The plaintiffs claim Hawthorne’s alleged failure to provide notice and obtain consent before conducting the facial scans and sharing them with DigiTek for the database comparison, violates provisions of the Illinois Biometric Privacy Act.

The BIPA law has been used by a growing cadre of plaintiffs’ law firms to press potentially massive class actions against a host of businesses, of wide range of types and sizes, either based in Illinois or operating in the state in some fashion.

The vast bulk of the thousands of lawsuits filed under the law since 2015 have primarily targeted employers, over claims the companies have improperly required employees to scan fingerprints or other biometric identifier when punching the clock at work, or when accessing secure areas in their workplace.

However, in more recent months, a growing number of these class actions have taken aim at businesses using facial recognition programs to either improve security and surveillance on their premises, or to provide online services, such as a dating services, and online products, like helping consumers select cosmetics or eyeglasses from their home.

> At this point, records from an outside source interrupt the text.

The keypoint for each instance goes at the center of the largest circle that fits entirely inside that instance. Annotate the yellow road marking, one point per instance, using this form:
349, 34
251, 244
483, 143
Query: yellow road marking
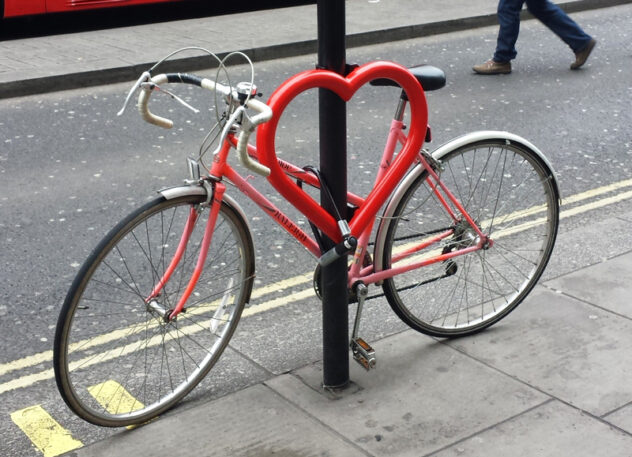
44, 431
46, 357
114, 398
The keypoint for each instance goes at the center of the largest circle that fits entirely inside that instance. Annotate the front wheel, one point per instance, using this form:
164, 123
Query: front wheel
509, 190
118, 360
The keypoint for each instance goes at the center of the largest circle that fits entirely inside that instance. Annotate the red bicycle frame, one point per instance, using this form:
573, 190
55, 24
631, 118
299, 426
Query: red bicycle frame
391, 171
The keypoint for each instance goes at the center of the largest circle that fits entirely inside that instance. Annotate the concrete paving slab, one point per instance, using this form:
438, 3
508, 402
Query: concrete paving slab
590, 242
614, 278
551, 430
622, 418
422, 397
564, 347
254, 422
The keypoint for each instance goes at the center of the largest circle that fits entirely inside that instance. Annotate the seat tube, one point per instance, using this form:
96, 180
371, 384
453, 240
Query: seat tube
218, 194
394, 136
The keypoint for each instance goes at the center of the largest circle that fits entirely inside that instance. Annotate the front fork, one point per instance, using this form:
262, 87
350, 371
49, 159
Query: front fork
214, 201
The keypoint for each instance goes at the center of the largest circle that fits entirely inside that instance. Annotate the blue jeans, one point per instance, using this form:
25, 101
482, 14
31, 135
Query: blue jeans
549, 14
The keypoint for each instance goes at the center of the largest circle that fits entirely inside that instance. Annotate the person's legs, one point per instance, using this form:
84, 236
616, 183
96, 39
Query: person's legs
509, 20
558, 21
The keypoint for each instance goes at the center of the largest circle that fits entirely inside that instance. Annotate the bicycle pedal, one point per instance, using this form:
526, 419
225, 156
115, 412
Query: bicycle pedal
363, 353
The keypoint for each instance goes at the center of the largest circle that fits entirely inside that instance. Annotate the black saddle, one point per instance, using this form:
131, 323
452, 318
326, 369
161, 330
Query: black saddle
430, 78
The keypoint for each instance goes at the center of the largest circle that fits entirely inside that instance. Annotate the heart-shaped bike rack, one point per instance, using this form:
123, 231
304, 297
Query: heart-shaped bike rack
345, 88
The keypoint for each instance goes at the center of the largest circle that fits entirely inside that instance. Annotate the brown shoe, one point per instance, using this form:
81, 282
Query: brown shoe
582, 56
491, 67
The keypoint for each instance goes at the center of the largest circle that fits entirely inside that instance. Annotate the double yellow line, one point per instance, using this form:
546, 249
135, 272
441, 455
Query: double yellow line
594, 198
53, 440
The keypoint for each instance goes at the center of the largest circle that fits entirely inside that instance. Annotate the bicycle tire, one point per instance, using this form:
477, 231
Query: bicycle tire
117, 361
509, 189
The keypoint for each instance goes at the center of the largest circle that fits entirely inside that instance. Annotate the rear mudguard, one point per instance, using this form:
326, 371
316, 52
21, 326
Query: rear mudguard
439, 153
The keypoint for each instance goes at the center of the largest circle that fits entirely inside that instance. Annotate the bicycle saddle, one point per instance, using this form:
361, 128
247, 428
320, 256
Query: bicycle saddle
430, 78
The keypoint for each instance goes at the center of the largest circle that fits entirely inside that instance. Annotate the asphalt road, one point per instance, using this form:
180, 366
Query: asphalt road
70, 168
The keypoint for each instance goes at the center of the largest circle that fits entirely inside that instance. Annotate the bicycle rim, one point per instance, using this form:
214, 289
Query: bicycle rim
511, 195
117, 360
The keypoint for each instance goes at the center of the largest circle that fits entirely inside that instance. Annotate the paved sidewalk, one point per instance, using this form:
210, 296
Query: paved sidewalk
553, 379
47, 64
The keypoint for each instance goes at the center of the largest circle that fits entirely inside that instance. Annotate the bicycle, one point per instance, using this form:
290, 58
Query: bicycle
465, 234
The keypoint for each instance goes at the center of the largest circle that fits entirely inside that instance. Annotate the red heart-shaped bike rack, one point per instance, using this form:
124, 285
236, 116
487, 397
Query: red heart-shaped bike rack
344, 87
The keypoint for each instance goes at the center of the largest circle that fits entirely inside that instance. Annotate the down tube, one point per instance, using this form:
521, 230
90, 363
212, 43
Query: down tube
272, 211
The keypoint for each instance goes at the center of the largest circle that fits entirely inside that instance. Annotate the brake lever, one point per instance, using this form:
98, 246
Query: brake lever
146, 76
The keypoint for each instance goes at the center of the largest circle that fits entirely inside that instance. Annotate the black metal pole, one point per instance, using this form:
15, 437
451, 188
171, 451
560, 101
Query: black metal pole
333, 167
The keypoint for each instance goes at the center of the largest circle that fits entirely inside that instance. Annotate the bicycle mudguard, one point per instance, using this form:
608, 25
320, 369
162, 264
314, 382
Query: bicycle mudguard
180, 191
438, 153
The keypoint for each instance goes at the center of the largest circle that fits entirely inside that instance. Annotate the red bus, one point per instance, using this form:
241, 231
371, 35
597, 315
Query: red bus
13, 8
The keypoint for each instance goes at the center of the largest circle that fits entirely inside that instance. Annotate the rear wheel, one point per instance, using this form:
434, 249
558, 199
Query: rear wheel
118, 361
510, 193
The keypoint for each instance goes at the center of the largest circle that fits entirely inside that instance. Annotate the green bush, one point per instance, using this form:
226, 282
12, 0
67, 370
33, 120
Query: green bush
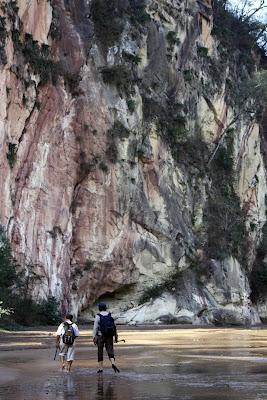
15, 292
172, 38
12, 154
132, 58
131, 105
108, 21
168, 284
258, 275
188, 75
119, 76
202, 51
3, 36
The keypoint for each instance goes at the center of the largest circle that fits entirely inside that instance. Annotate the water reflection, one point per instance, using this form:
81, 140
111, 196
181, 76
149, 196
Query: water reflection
174, 364
106, 392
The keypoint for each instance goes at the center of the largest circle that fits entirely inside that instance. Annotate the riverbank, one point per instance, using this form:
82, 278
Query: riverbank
169, 363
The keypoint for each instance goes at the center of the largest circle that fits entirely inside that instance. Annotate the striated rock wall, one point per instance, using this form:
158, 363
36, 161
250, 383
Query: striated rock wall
107, 116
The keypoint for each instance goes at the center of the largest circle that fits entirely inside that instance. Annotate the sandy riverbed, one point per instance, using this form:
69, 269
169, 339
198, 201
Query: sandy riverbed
185, 364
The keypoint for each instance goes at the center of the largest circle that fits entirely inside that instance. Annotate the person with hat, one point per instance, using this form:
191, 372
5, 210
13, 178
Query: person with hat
66, 334
103, 333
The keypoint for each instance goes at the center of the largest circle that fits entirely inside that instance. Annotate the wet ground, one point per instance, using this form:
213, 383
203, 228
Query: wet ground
185, 364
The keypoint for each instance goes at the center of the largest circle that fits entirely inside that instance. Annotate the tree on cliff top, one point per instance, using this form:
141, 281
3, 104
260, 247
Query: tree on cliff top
241, 25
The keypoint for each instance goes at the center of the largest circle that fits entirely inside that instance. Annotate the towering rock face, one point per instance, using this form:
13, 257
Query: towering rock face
109, 114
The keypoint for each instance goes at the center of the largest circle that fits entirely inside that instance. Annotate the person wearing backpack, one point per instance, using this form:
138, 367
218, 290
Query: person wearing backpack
103, 332
66, 334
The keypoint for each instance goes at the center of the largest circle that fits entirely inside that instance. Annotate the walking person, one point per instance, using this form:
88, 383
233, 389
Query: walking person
103, 332
66, 334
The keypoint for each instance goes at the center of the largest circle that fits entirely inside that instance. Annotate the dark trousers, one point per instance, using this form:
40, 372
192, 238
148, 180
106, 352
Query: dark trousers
108, 343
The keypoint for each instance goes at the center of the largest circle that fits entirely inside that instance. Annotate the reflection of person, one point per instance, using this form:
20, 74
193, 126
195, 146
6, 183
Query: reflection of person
103, 332
108, 393
66, 335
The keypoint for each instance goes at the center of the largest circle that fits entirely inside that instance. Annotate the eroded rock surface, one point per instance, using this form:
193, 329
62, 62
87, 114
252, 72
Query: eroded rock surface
104, 154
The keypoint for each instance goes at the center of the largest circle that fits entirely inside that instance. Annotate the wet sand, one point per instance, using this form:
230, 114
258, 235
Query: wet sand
169, 363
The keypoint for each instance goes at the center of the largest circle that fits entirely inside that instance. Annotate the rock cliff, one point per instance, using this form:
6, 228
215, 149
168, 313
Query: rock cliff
110, 114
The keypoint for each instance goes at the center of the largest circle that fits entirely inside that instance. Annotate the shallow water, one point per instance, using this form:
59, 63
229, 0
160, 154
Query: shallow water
185, 364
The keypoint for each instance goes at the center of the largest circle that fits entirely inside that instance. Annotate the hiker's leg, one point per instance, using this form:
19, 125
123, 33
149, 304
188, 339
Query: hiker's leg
110, 351
69, 365
62, 354
100, 347
70, 356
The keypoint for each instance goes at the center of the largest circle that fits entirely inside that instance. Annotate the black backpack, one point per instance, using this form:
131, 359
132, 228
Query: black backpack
69, 335
107, 325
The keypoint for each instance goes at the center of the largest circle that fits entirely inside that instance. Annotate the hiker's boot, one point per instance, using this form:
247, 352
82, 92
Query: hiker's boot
115, 369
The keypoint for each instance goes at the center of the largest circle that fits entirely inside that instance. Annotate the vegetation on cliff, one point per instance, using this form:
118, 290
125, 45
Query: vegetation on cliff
16, 284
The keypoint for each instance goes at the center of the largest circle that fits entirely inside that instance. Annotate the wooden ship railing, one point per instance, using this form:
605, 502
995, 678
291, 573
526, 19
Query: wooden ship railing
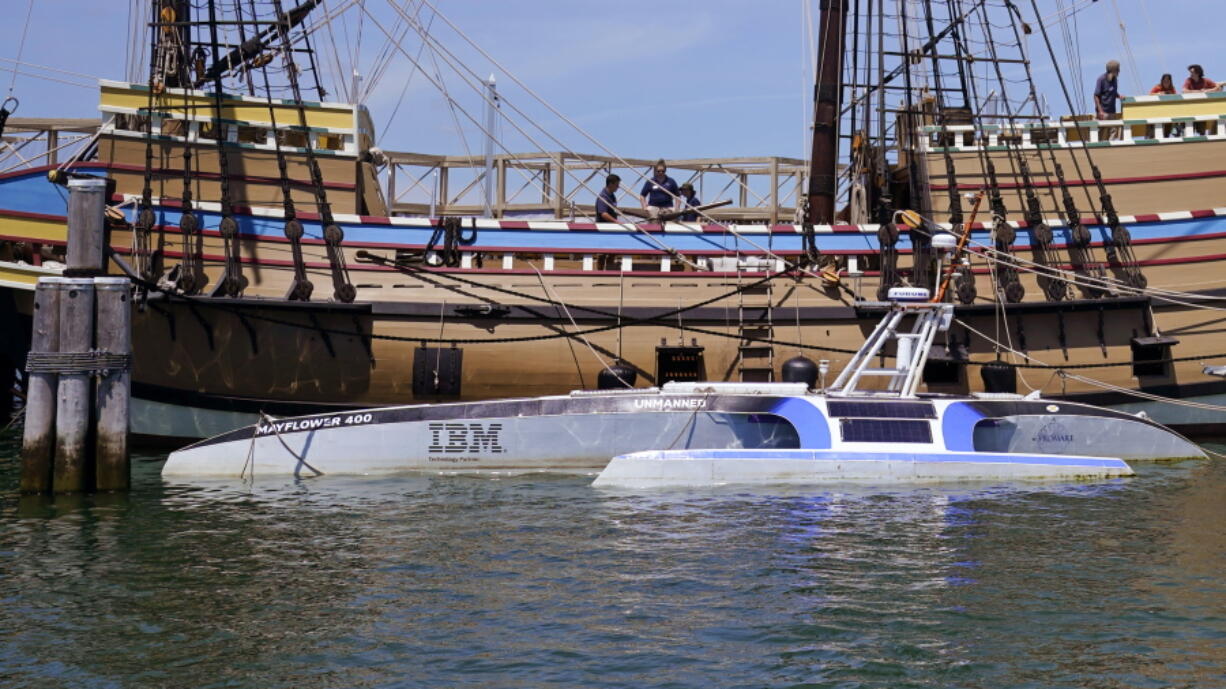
564, 185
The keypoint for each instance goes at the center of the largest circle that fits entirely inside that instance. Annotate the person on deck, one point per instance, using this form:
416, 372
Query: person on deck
689, 201
1106, 92
660, 193
1197, 81
606, 202
1165, 86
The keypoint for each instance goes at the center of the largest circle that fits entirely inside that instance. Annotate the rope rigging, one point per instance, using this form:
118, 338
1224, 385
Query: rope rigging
233, 282
342, 288
300, 287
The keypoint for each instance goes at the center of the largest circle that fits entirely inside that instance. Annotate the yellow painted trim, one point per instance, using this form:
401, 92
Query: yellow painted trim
1175, 108
201, 104
34, 229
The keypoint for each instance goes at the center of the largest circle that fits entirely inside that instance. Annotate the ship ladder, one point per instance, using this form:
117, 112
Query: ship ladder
755, 356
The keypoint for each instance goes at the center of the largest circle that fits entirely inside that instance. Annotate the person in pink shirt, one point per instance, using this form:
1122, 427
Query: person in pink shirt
1197, 81
1165, 87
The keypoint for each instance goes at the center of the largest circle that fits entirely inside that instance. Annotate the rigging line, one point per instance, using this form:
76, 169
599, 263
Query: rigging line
383, 59
570, 341
582, 183
451, 103
542, 101
663, 247
1062, 373
21, 45
410, 79
45, 77
1128, 48
336, 58
1172, 297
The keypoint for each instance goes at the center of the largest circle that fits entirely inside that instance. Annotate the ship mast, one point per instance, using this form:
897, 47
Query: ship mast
826, 106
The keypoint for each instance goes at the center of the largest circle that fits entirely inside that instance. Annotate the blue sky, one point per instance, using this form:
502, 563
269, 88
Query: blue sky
646, 79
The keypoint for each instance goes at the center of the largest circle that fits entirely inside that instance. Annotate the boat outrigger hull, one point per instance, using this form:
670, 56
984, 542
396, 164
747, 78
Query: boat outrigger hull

No matter the reason for the lawsuit, businesses hit with such actions could face potentially massive payouts.

The law allows plaintiffs to demand damages of $1,000-$5,000 per violation. And the law has been interpreted in courts to define individual violations as each time a biometric scan is conducted without first satisfying the law’s notice and consent provisions.

The lawsuit against Hawthorne seeks to expand the action to include everyone who visited Hawthorne Inc.’s track “within the applicable limitations period.” Typically, BIPA lawsuit class periods date back about five years.

According to reports published by the Illinois Racing Board, which regulates operations at Illinois horse racing tracks, Hawthorne Race Course Inc. logged total live attendance of 47,609 in 2019, the most recent report posted for a full season of racing.

Based on those figures, Hawthorne’s potential liability under the lawsuit could exceed $200 million, should the case go to trial.

While case law for such BIPA lawsuits continues to be written and shift, courts to this point have not yet limited in any significant way the ability of plaintiffs to claim such potentially crippling damages. Faced with such risks, an ever-growing number of businesses targeted by such lawsuits have opted to settle. Settlements have typically ranged from hundreds of thousands of dollars to about $25 million.

Facebook, however, agreed to pay more than $600 million to settle BIPA claims over that company’s use of so-called face tagging algorithms on their social media platform. Facebook had faced potential damages well into the billions of dollars.

Plaintiffs in the Hawthorne Race Course lawsuit are represented by attorneys Timothy P. Kingsbury and Colin P. Buscarini, of McGuire Law.